Except I was no kind of racer myself. Flip and Didi were actual racers, with actual talent. And the truth was that in participating in some kind of promotional tour, I would be more like what Sandro said, a calendar girl. But if I were an actual racer it wouldn’t be art. It would be sport. This, the infiltration, as I thought of it, was a way of drawing upon myself, my life, just as Sandro had encouraged. You lived your art if you were serious, according to Giddle.
“Another thing about the majority of China girls,” Marvin had said that afternoon, my first one back at work, as he adjusted a round silver reflector, “is they don’t ride motorcycles. And their portraits don’t suggest trauma. They don’t show up covered with bruises.”
He and Eric were annoyed with me.
“The problem with the bruises is they make you not anonymous,” Eric chimed in.
“You’re not supposed to evoke real life. Just the hermetic world of a smiling woman holding the color chart.”
“Yeah. Anonymous. Friendly. Comely. Various — ly’s.”
Marvin and Eric had me do my hair and makeup and try on outfits as if each of our minor, in-office photo shoots were my one chance to make it in Hollywood, when in reality it didn’t matter what I looked like. Technically they could have used any face. All they needed was a natural skin tone — any living female would do — in contrast to the color chart. But the film industry tradition was that reasonably attractive young women did this work, posing for film leader so the lab technicians could make color corrections. I didn’t just hold up the color chart. I placed it lovingly in my hands like it was the answer to a television game show question. I smiled in a tentative but friendly way, as if some vaguely intimate possibility might exist between me and whoever caught a glimpse of me on film, just the slightest possibility.
* * *
SAVE YOUR FREEDOM FOR A RAINY DAY
It was still there on the wall of the women’s room at Rudy’s.
Also: “Long live the king.”
“Who?”
“Le roi.”
“Roy who?”
“Roy G. Biv.”
“Fucker owes me $$$.”
On another wall: “Looking for an enemy. Tall. Slim. Ruthless. With a sense of humor.”
SO HOW DO WE FIND EACH OTHER? Someone had written underneath in big hasty block letters.
I went to rejoin Giddle and Sandro, who were probably stiffly awaiting my return, having exactly nothing in common but me. I felt a hand on my shoulder and turned around. It was Ronnie. He was wearing mirrored aviator glasses. He smiled and I saw that his front tooth was chipped.
“What happened to your tooth?”
He ignored the question, which was very Ronnie.
“Ronnie, you look like a Nuremberg defendant in those glasses,” Sandro said, motioning to the waitress. “Could we have four slivovitz? And what happened to your tooth?”

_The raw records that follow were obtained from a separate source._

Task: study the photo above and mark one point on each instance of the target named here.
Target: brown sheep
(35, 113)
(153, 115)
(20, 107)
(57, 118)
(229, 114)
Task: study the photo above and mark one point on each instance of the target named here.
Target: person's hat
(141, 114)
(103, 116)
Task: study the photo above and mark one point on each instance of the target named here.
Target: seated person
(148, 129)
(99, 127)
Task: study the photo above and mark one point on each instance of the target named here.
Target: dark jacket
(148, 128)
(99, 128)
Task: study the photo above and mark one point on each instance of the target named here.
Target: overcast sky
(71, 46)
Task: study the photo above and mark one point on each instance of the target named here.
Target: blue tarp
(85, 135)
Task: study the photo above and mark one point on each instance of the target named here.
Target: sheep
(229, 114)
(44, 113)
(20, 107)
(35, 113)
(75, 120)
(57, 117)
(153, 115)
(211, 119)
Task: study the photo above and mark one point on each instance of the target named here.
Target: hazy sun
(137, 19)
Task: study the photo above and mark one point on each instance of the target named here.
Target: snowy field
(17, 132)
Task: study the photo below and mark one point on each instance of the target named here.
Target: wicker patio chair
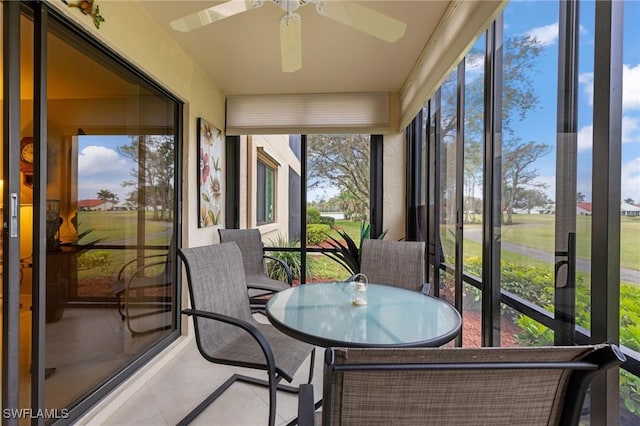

“I was riding a mechanical bull. Oh, shit. Saul is here.”
“You went to Texas,” Giddle said. “Is that what they really do there? Ride mechanical bulls?”
Ronnie ignored her. He and Sandro both had little patience for Giddle, less than she seemed to have for them.
“Skip the bull,” Sandro said. “Ha-ha. Tell us about the trip.”
Ronnie had gone to visit the artist Saul Oppler in Port Arthur.
“It was a disaster. I shouldn’t have gone. But he called me up one night sounding desperate. Three a.m. and he’s complaining bitterly about how much he hates Port Arthur. He’s stuck down there for some kind of family stuff, and whines that he misses his pet rabbits, which he’d left under the care of a New York assistant and blah-blah-blah. ‘Saul,’ I said, ‘do you want me to get those rabbits and bring them down to you? Would you like me to do that?’ ‘Gosh, Ronnie,’ he says, ‘I don’t want to put you out. But the truth is, it would mean so much to me if you were able to do that. You could take my Jaguar.’ I thought, why the hell not?”